I think there are two current limits which most constrain the functionality of the Bitcoin Cash VM. They are closely related, and any changes to them must be tested together.
What work needs to be done before these limits may be relaxed?
520 Byte Push Limit
This limit prevents items longer than 520 bytes from being pushed, OP_NUM2BIN
ed, or OP_CAT
ed on to the stack. In the C++ implementation, the constant is called MAX_SCRIPT_ELEMENT_SIZE
. The limit was present as a magic number in the earliest versions of Bitcoin.
Increasing this limit has the potential to:
- make hashing operations much more expensive
- increase VM memory usage (
OP_DUP OP_CAT OP_DUP OP_CAT [...]
) - magnify other pathological constructions, especially by allowing larger P2SH scripts
If we can reduce or eliminate these potential bottlenecks/DOS vectors, it will allow:
- larger P2SH scripts – constraining scripts to 520 bytes prevents a huge variety of more complex use cases (including many useful CashToken-based public covenants)
- more efficient P2SH scripts – some data is more efficient to include in the P2SH script itself, but the 520 byte limit forces authors to design contracts to pull and validate this data from the unlocking bytecode.

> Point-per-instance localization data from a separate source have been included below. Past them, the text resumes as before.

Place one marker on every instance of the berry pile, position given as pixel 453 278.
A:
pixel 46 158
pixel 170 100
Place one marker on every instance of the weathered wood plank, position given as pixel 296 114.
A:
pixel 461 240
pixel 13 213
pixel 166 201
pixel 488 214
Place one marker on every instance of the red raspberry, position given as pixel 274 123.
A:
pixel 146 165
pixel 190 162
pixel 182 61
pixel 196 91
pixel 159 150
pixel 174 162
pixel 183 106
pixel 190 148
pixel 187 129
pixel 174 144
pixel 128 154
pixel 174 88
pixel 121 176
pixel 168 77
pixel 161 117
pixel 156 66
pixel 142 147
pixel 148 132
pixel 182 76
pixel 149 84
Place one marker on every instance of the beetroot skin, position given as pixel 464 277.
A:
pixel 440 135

By allowing larger P2SH scripts, this overhead can be avoided.
-
larger hash preimages – many
OP_CHECKDATASIG
use cases require inspecting the contents of a signed message; the 520 byte limit also limits the size of these messages. (This could be worked around using merkle trees, but at the cost of much more expensive hashing.) In particular, CashToken proofs must include their parent transactions, so this limit also sets the upper-bound for CashToken transaction sizes.

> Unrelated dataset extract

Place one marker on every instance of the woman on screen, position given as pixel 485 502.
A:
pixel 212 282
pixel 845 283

I think we should consider making this limit the same as the current MAX_SCRIPT_SIZE
limit: 10,000 bytes.
This would effectively eliminate it as a roadblock to complex use cases, while still serving its purpose for DOS prevention.
Some things I think need to be done before this is possible:
- O(1) OP_IF/NOTIF/ELSE/ENDIF
- some hashing-specific operation limit
What other DOS attacks are possible? What else could raising this limit break?
201 Operation Limit
This limit invalidates scripts which use more than 201 non-push opcodes. In the Satoshi implementation, the constant is called MAX_OPS_PER_SCRIPT
.
This one is more straight-forward – more operations allows for more complex scripts.

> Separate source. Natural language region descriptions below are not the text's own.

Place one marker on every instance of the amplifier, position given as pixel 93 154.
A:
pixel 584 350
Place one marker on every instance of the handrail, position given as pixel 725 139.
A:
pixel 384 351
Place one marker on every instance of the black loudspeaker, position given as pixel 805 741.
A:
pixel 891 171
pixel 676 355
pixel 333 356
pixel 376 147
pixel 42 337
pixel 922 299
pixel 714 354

What are some concerning constructions here?
- A full block of transactions with
<n> OP_HASH160 OP_HASH160 OP_HASH160 [...x201]
, where n is incremented for every script (preventing caches from being useful) – increasing the limit reduces the “transaction overhead” in this block, allowing a few more pathological transactions to be included
To raise this limit, I think we need:
- some hashing-specific operation limit
Can anyone offer any other attacks which are magnified by raising these limits?
Also, if anyone has links to any analyses of relevant DOS attacks, it would be great if we could collect those here.